By Dawoud Kringle
The U.S. government has been operating under a partial shutdown since Dec. 22, 2018. Trump is in political battle, holding our nation hostage for the $5.7 billion down payment to fund a wall along the border with Mexico.
A full description of how Trump’s tyrannical temper tantrum has created damage and chaos in this country (and how his wall is a truly unworkable project) is beyond the scope of this article. Let us instead focus on how his policies are affecting the arts.
During his 2016 presidential campaign, he threatened to cut off funding to the arts. As catastrophic as this would have been, it is no surprise. Yet it would have been largely impractical for him to do so. Funding for the arts in this country constitutes a negligible percentage of the federal budget. Cutting the relatively small money the Arts receive was nothing more than cruelty; it would have helped no one. Fortunately his efforts failed. On July 28th, 2017, Trump supporter Rep. Glenn Grothmann’s (R-WI) bill to cut funding to the National Endowment of the Arts and National Endowment of the Humanities was defeated.
But professional musicians and other professional artists are beginning to suffer under Trump’s draconian actions.
The showdown in Washington has reverberated across a vast expanse of the U.S. arts community and beyond the country’s borders. It has been felt not just by the museums and their patrons, but also by students, filmmakers, domestic nonprofits, foreign artists, the National Gallery of Art, the Smithsonian’s National Portrait Gallery, the National Archives in Washington DC, the Smithsonian museums in New York and Washington, the National Zoo, our national parks, even access to the volcanoes of Hawaii are closed without funding due to Trump’s shutdown.
Arts workers and Arts organizations are suffering, and facing extinction because of Trump.
The arts are a fragile industry. It’s not a rich, profit generating business. Federal grants are done on a reimbursement basis. Any little hiccup, whether it is the elimination of money from the National Endowment for the Arts or slowing its funding and operations, which this shutdown is doing, affects planning and production. It also damages the ability to attract other funders in a ripple effect.
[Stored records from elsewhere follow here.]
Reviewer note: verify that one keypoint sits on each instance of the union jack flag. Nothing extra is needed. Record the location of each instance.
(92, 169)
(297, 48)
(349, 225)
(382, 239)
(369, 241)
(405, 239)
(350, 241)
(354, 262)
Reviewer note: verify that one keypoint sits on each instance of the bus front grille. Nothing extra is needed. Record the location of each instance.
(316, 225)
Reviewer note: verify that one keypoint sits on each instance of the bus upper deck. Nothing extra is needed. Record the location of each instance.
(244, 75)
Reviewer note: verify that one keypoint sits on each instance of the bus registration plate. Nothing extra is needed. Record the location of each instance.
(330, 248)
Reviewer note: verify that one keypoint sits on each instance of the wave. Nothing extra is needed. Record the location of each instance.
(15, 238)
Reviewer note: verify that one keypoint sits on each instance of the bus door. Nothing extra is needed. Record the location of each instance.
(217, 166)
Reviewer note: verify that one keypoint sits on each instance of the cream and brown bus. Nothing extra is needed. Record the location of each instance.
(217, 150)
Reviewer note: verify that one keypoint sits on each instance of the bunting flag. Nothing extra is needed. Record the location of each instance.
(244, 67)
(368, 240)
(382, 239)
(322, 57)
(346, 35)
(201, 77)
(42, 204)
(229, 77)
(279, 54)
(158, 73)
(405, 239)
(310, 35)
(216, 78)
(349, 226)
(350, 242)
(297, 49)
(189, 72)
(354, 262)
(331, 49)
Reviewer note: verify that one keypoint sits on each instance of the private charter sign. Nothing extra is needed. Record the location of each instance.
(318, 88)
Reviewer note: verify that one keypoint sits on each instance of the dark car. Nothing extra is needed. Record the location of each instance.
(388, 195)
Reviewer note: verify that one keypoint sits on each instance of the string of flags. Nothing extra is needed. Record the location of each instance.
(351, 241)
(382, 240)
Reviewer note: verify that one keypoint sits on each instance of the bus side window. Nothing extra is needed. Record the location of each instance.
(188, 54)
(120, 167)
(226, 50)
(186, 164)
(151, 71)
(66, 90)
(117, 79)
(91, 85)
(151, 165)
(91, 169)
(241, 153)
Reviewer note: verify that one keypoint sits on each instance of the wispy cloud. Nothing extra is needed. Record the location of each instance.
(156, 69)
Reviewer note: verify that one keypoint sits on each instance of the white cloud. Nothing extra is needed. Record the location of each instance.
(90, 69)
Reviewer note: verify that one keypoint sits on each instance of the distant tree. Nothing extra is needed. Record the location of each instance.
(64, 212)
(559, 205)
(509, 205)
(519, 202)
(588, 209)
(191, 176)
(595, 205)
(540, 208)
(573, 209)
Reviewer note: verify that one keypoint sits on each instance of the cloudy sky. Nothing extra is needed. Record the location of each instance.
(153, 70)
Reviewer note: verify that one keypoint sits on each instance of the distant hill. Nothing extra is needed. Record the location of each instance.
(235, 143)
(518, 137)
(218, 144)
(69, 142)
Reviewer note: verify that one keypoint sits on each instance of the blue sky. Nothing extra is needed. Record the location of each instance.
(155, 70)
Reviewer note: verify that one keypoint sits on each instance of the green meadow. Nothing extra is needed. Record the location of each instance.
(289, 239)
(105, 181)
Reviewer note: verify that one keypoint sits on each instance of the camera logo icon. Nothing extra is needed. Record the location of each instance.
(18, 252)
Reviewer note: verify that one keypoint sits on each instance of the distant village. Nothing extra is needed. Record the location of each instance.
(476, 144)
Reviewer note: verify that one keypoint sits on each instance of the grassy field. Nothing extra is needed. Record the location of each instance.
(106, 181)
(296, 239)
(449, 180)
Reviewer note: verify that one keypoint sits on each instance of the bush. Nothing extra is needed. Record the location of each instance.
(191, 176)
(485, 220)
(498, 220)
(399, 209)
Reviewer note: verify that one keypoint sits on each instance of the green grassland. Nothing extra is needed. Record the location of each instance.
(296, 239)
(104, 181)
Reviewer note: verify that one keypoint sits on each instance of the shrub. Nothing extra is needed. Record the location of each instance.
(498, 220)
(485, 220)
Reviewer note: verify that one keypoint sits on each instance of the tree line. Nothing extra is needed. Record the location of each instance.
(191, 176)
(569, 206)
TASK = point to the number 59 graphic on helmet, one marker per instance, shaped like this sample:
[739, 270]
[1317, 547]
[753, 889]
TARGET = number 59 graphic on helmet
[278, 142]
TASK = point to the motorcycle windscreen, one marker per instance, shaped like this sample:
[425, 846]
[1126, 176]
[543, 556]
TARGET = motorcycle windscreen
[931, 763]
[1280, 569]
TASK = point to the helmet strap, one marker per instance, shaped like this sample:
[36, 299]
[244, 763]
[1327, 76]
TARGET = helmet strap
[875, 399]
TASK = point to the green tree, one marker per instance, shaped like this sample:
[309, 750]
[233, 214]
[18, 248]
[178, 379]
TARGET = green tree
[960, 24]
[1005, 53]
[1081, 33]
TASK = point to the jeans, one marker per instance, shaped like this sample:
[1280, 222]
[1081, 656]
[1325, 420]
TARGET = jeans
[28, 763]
There are about 100,000 nonprofit arts organizations across the country. When it comes to funding, many of them end the year having barely survived. The NEA and NEH, represent a critical boon to many of these groups. Both agencies reach thousands of small and large organizations. Receiving a grant from the NEA or NEH also helps those groups to raise funds from other sources.
The NEA announced on its website that it will honor all of its Fiscal Year 2019 grants and that it’s accepting applications for 2020. However, during the shutdown there’s nobody working at either agency.
People tend to assume that music and art just appears out of nowhere. Few people understand what needs to happen to make these performances a reality, whether domestically, or when it involves international artists and performances.
The shutdown has only compounded those complications. The business is fraught with risk. The shutdown is an unpredictable process that could damage the already fragile ecosystem of the Arts.
Every civilized nation on earth supports the arts, except the United States under the Trump administration. It’s difficult to know if Trump’s demented policies and clumsy totalitarian tactics are inadvertently affecting our artistic national treasures, or if he deliberately wishes to destroy them. Neither would be a surprise. Either way, the present administration, by spitting on its fiduciary responsibility to support our musical and artistic national treasures, has clearly declared itself an enemy of musicians and artists.
It may be time to consider a “Plan B.”